For six weeks, women listened daily to either the hypnosis recordings or recordings of white noise. All kept track of their hot flashes in a diary. At the end of the six weeks, women in the hypnosis group saw a 53 percent reduction in hot flash scores, which factor in frequency and severity. That’s compared with a 41 percent reduction in the white noise group.
It’s typical to see placebo effects like these in hot flash trials, Manson says. Sometimes people in randomized trials make other changes in their lives that can improve symptoms. But the benefit observed in the hypnosis group is substantial, she says, even compared with the control group.
What’s more, the effect seemed to grow after the study ended. At the three-month follow-up, women in the hypnosis group had a 61 percent reduction in hot flash scores, compared with 44 percent in women in the white noise group.

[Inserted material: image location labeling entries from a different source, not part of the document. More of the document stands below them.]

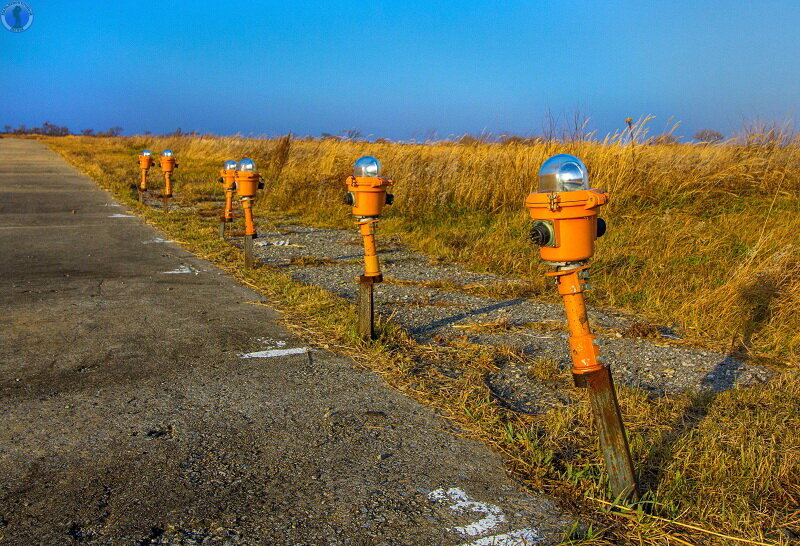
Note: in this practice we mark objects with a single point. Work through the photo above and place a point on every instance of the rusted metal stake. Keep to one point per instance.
(589, 372)
(248, 252)
(366, 307)
(611, 430)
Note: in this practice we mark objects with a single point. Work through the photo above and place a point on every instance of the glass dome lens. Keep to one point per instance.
(563, 172)
(367, 166)
(246, 165)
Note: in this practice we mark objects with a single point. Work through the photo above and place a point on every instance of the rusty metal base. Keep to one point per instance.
(611, 431)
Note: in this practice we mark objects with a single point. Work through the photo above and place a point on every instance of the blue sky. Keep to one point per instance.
(399, 69)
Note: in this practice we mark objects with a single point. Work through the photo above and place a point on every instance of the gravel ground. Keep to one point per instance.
(144, 400)
(434, 306)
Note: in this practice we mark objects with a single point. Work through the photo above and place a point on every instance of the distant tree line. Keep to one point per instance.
(51, 129)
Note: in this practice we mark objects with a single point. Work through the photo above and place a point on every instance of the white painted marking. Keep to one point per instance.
(463, 502)
(525, 537)
(271, 353)
(182, 270)
(493, 517)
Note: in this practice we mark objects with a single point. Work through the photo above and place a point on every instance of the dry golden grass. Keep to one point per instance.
(702, 238)
(711, 247)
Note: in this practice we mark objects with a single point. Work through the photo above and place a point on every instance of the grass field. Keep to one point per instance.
(702, 239)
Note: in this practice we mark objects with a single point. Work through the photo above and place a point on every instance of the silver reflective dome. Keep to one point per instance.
(247, 165)
(367, 166)
(563, 172)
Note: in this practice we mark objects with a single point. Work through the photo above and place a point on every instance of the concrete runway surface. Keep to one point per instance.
(129, 415)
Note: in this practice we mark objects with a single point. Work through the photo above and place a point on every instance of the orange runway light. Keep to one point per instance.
(145, 162)
(168, 166)
(248, 182)
(565, 226)
(228, 181)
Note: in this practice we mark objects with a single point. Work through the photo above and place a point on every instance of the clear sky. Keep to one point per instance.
(399, 69)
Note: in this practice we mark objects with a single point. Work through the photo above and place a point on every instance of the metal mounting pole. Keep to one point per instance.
(589, 372)
(248, 251)
(366, 307)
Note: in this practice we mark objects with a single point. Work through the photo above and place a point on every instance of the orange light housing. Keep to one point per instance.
(369, 194)
(573, 217)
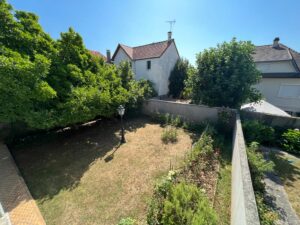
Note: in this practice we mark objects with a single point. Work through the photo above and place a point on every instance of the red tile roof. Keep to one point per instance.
(96, 53)
(153, 50)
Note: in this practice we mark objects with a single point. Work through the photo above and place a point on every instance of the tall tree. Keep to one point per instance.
(225, 75)
(177, 77)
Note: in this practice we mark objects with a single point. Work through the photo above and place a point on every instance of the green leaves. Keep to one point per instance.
(46, 83)
(225, 76)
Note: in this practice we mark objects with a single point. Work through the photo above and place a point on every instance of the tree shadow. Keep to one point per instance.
(57, 161)
(285, 168)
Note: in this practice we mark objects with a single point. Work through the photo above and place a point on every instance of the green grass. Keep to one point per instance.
(287, 167)
(222, 202)
(85, 177)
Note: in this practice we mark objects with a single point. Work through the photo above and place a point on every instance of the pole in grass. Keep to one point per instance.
(121, 111)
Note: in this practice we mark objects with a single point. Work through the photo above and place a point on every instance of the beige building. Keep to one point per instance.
(280, 68)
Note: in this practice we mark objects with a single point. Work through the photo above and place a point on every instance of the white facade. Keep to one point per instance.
(281, 92)
(160, 67)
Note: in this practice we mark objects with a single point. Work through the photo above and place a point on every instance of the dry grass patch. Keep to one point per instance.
(83, 177)
(288, 168)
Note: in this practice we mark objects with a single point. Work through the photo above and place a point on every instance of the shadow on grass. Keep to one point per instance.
(284, 168)
(56, 161)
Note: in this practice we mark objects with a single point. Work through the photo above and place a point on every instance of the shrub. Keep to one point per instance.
(177, 78)
(203, 148)
(186, 204)
(127, 221)
(291, 141)
(225, 75)
(258, 167)
(257, 131)
(169, 134)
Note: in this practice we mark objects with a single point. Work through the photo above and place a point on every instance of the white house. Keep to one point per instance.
(280, 68)
(153, 62)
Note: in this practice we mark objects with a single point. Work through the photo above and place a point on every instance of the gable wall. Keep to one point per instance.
(270, 88)
(160, 69)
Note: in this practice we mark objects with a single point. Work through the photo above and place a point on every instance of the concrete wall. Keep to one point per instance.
(190, 112)
(243, 203)
(276, 67)
(270, 88)
(273, 120)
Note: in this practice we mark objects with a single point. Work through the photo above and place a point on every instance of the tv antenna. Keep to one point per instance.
(171, 22)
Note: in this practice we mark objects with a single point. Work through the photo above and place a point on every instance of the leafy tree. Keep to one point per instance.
(177, 77)
(226, 75)
(48, 83)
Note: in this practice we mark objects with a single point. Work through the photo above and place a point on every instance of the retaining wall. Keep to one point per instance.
(273, 120)
(243, 203)
(191, 112)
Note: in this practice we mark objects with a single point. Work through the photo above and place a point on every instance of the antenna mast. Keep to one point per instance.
(171, 22)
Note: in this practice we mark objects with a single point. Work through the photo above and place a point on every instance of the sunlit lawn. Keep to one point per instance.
(288, 168)
(81, 177)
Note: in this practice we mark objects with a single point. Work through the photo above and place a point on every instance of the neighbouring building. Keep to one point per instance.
(153, 62)
(280, 68)
(99, 54)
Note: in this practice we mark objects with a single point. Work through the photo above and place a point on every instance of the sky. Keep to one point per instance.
(200, 24)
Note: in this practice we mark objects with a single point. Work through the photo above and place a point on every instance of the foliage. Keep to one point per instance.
(169, 134)
(225, 76)
(177, 77)
(186, 204)
(291, 141)
(255, 130)
(203, 148)
(127, 221)
(258, 167)
(48, 83)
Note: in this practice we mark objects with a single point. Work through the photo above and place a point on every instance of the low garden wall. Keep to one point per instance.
(243, 203)
(191, 112)
(273, 120)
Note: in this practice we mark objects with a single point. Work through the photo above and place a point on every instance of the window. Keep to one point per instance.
(289, 91)
(148, 65)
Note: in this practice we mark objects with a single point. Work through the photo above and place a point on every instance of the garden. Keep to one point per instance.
(273, 151)
(84, 175)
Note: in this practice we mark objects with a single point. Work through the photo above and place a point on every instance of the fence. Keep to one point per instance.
(191, 112)
(243, 203)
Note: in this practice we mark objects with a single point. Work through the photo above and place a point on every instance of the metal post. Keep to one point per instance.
(122, 131)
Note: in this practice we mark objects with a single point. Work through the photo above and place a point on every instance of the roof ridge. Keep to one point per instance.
(152, 43)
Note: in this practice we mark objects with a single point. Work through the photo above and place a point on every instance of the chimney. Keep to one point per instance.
(169, 36)
(108, 58)
(276, 42)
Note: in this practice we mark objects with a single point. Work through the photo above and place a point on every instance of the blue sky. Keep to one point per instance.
(199, 24)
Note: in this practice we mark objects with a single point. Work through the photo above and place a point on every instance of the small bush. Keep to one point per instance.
(203, 148)
(127, 221)
(291, 141)
(186, 204)
(259, 132)
(169, 135)
(258, 167)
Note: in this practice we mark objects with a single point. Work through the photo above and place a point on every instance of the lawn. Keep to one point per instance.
(288, 168)
(83, 177)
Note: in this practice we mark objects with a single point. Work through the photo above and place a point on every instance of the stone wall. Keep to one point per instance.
(243, 203)
(191, 112)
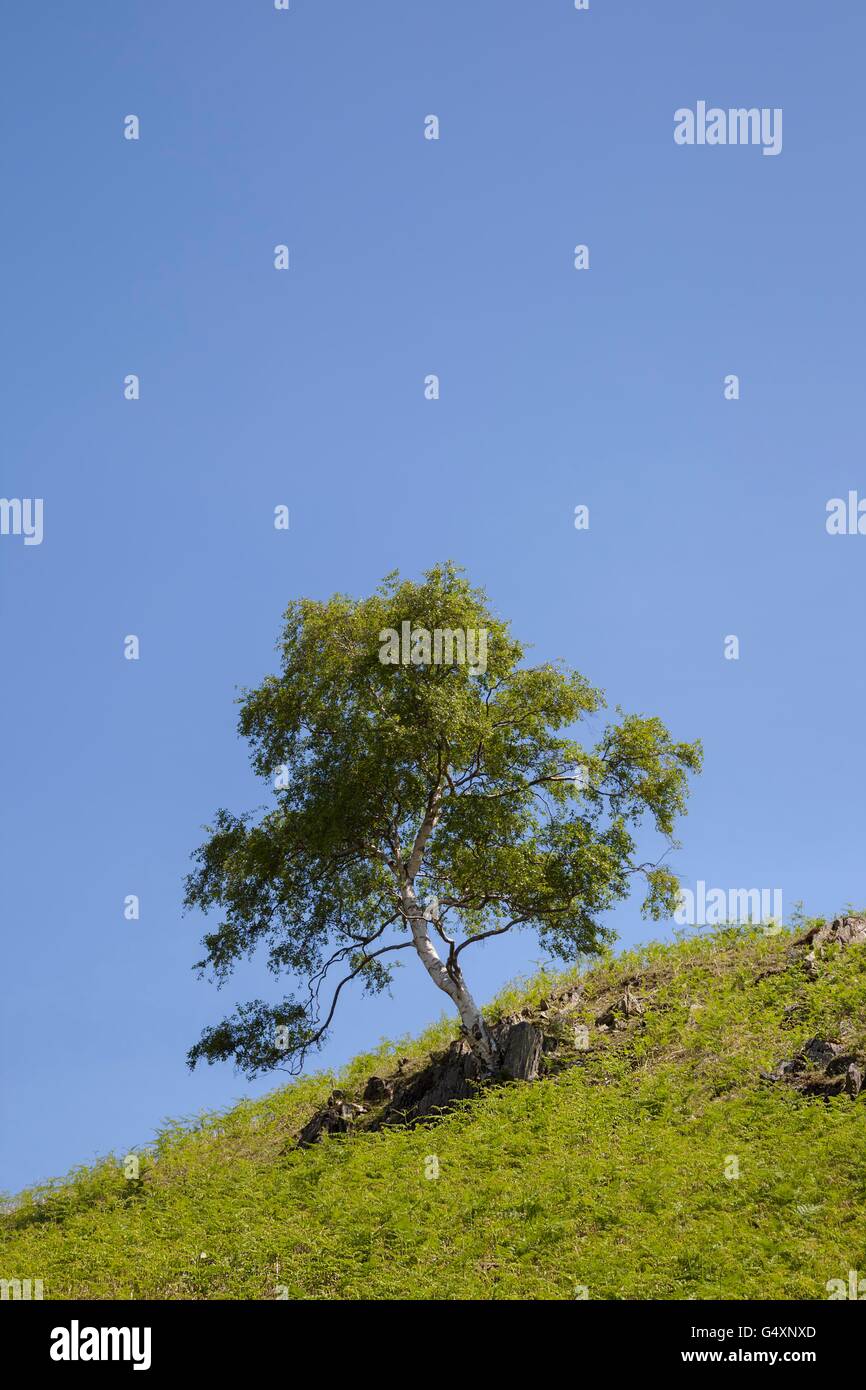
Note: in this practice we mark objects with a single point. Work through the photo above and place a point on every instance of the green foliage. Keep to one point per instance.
(420, 780)
(609, 1175)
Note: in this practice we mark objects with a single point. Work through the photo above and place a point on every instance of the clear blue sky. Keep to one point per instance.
(306, 388)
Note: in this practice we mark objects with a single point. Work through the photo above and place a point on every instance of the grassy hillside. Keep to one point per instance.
(608, 1176)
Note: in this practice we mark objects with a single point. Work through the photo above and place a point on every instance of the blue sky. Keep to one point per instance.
(305, 388)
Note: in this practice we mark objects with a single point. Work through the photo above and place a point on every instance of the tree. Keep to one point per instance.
(428, 798)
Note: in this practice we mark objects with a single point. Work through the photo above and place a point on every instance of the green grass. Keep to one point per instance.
(609, 1176)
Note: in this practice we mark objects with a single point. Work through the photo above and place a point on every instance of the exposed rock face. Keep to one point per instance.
(337, 1116)
(521, 1054)
(820, 1068)
(845, 931)
(628, 1007)
(377, 1090)
(549, 1030)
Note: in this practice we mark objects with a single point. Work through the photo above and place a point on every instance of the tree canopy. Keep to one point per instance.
(430, 794)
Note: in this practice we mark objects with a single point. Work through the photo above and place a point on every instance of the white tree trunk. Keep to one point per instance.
(452, 984)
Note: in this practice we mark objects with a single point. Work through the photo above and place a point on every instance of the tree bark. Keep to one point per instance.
(446, 977)
(452, 984)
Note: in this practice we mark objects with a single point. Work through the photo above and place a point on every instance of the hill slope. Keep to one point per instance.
(612, 1178)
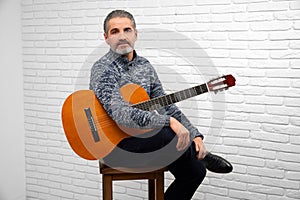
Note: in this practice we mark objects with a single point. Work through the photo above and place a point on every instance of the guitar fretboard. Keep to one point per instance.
(169, 99)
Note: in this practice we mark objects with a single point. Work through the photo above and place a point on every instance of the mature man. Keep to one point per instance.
(120, 66)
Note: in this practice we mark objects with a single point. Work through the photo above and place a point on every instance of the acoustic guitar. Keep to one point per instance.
(93, 134)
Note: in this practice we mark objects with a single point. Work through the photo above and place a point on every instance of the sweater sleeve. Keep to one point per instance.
(105, 82)
(173, 110)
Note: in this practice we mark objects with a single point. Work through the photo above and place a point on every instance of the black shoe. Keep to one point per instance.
(217, 164)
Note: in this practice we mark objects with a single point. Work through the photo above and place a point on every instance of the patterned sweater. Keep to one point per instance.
(113, 71)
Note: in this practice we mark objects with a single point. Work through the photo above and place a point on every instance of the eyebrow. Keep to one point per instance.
(114, 29)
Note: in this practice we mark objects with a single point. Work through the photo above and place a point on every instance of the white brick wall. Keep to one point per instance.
(255, 125)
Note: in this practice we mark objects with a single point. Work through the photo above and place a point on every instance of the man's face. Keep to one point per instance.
(121, 35)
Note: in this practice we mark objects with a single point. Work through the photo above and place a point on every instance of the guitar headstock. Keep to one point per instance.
(221, 83)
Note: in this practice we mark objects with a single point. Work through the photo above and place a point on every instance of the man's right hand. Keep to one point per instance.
(182, 133)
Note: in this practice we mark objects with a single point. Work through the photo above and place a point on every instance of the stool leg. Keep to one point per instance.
(159, 186)
(151, 189)
(107, 187)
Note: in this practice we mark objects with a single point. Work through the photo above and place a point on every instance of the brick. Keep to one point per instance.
(254, 17)
(274, 6)
(271, 26)
(266, 189)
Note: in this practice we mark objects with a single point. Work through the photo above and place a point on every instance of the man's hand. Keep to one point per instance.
(200, 148)
(182, 133)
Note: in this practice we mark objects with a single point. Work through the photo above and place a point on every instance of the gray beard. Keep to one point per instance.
(124, 51)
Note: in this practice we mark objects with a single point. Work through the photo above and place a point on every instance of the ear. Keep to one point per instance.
(106, 38)
(136, 34)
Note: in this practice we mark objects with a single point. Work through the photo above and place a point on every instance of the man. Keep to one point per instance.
(120, 66)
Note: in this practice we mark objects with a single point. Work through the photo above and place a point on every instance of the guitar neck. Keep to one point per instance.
(169, 99)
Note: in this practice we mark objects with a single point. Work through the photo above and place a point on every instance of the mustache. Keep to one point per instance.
(123, 42)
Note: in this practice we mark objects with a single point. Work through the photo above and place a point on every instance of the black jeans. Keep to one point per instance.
(159, 149)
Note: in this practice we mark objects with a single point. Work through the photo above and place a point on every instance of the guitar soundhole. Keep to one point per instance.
(92, 125)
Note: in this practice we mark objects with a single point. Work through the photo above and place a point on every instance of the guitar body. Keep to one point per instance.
(91, 132)
(78, 129)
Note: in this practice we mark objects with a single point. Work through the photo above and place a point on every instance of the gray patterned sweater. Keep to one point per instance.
(113, 71)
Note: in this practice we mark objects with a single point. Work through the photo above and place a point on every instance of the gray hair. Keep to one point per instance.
(118, 13)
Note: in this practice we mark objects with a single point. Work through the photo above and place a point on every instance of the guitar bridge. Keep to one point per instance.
(92, 125)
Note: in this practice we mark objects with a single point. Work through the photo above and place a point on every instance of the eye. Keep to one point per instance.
(128, 30)
(113, 31)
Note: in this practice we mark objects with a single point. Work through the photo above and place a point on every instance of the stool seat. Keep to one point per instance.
(154, 176)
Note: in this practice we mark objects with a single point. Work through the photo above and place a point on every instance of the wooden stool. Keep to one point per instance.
(155, 180)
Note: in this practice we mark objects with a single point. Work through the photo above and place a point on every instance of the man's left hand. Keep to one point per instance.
(200, 148)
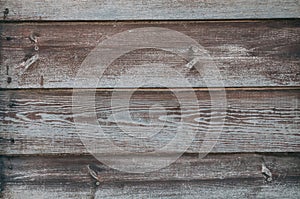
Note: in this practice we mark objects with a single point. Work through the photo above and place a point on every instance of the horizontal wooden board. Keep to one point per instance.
(41, 121)
(246, 54)
(227, 175)
(148, 9)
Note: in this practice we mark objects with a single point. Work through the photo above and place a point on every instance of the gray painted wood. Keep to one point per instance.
(215, 176)
(148, 9)
(247, 54)
(41, 121)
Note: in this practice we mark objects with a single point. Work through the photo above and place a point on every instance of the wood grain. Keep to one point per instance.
(148, 9)
(41, 121)
(247, 54)
(214, 176)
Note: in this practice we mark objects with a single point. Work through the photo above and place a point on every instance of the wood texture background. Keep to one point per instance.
(255, 45)
(247, 54)
(41, 121)
(149, 9)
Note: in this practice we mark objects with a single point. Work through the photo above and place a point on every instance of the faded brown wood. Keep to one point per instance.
(187, 189)
(148, 9)
(213, 176)
(247, 54)
(41, 121)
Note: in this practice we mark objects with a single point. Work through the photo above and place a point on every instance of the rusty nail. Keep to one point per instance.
(9, 80)
(5, 12)
(266, 172)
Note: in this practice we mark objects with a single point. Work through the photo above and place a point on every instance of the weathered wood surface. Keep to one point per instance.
(41, 121)
(215, 176)
(247, 54)
(148, 9)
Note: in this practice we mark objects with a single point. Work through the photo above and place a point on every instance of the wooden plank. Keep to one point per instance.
(41, 121)
(148, 10)
(246, 53)
(229, 174)
(190, 190)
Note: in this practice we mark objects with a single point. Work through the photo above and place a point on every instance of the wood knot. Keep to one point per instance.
(94, 172)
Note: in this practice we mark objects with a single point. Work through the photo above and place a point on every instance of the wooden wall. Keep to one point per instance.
(255, 45)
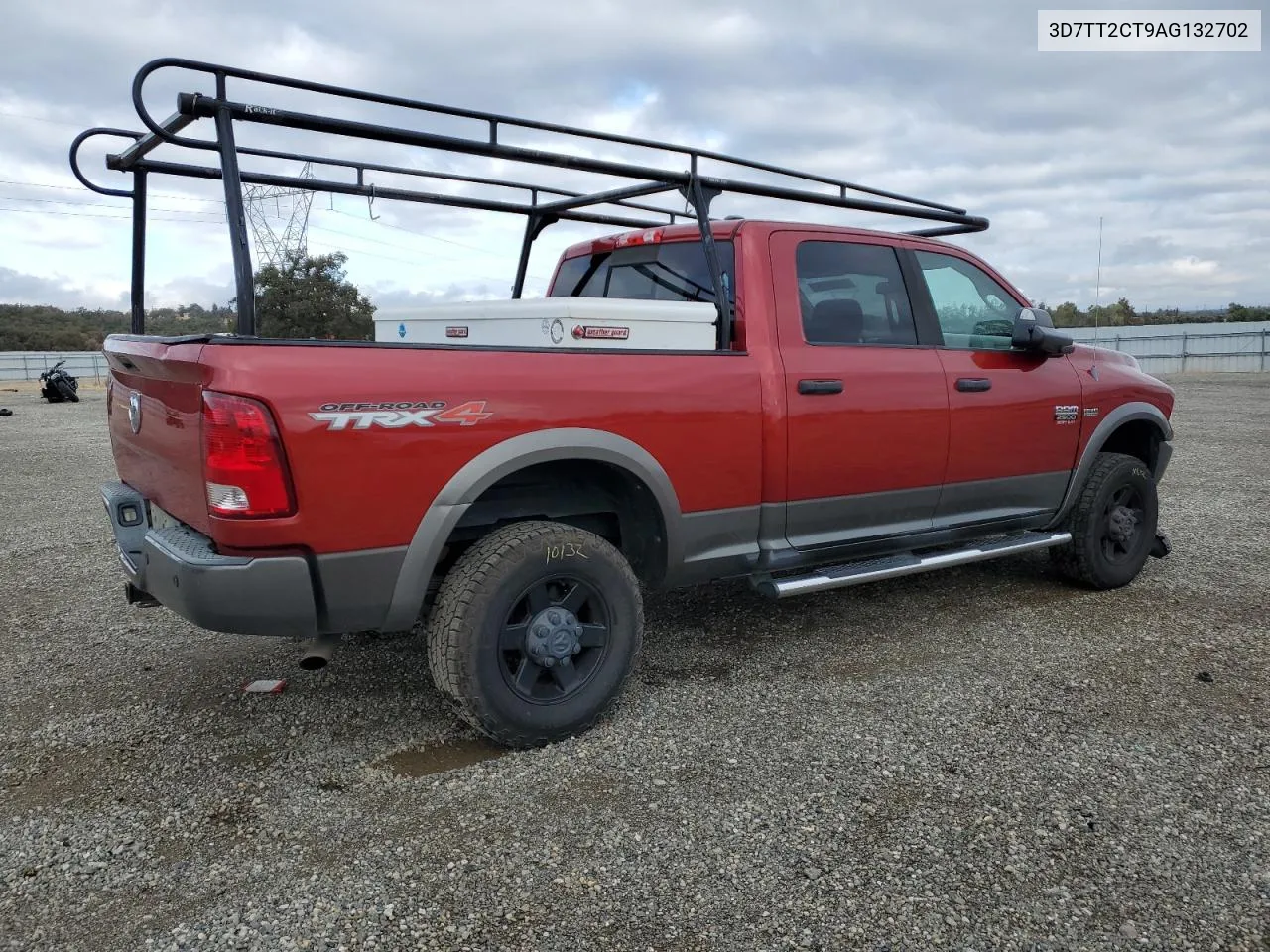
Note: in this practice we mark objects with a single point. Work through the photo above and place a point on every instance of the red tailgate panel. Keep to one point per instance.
(163, 458)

That “really makes the point that once you learn [self-hypnosis], you keep doing it, and the benefits continue over time,” Elkins says.
For people interested in hypnosis for hot flashes, Elkins recommends Evia, a paid hypnotherapy app he helped develop. It requires about 15 to 20 minutes per day and a quiet place where users won’t be disturbed. That sounds simple, but he recognizes that carving out even a little alone time can be difficult. The average age of menopause is 51, a time when women may be managing busy careers and households and taking care of teenagers, elderly parents and grandchildren.
Beyond hot flash relief, self-hypnosis may also ease stress and improve sleep, as some study participants found. In the trial, Elkins says, women’s “overall quality of life improved.”